Developing, the third process can be defined as increasing the capacity to perform. This can be staged through trainings, seminars, and assigning projects that would introduce new skills or higher levels of responsibility, and improve work processes or methods. These developmental activities pave way to encourage good performance, strengthen job-related skills and competencies, and help employees keep up with changes in the workplace, such as the introduction of new technology.
From time to time, organizations find it useful to summarize employee performance. This requires the fourth process of performance management, rating. This enables comparison among a set of employees or individual conduct or productivity over a period of appraisal. The rating of record has a bearing on various other personnel actions, such as granting within-grade pay increases, and promoting or determining additional retention service credit in a reduction in force.
In a productive organization, rewards are used frequently and profitably. Rewarding, the fifth process of performance management comprises this. It means acknowledging employees' contributions to the agency's mission as an individual or a team player through granting of awards, merits, benefits or bonuses. A basic principle of effective management is that all conduct is influenced by its consequences. This applies, whether the deed is positive or negative.
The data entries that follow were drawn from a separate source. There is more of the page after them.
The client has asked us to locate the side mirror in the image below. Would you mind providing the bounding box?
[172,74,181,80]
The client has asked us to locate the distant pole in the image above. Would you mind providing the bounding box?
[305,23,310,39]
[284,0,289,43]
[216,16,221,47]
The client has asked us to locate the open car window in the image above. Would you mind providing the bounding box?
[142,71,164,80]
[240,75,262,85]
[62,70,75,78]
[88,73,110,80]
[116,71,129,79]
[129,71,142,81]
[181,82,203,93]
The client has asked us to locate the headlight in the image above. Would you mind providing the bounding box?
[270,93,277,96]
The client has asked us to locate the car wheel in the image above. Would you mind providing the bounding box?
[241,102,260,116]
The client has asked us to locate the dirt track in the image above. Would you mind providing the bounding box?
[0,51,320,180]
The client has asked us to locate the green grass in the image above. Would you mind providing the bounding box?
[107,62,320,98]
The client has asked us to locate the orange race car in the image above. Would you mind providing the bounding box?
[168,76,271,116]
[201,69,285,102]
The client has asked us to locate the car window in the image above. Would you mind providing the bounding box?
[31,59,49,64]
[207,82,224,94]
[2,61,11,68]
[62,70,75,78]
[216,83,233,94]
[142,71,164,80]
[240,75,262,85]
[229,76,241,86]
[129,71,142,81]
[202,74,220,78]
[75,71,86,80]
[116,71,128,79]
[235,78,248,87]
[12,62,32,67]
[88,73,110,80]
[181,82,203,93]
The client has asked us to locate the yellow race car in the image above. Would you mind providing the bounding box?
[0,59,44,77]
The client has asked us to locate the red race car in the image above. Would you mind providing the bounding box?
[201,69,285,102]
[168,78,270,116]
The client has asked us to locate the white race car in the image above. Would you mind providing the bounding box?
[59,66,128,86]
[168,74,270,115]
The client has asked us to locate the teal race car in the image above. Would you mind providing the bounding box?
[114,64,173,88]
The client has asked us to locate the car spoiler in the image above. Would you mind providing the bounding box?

All five components or processes triumphantly result to a natural and effective performance management. Each key process should be executed in such a way that there exists coordination and support from these processes, to the supervisors, and to the subordinates. Practicing this should include setting goals; planning work routinely; measuring progress toward those goals and giving and accepting feedbacks to and from employees. High standards should be set but taking care to develop the skills required to reach goals and acknowledging productive deeds should never be disregarded.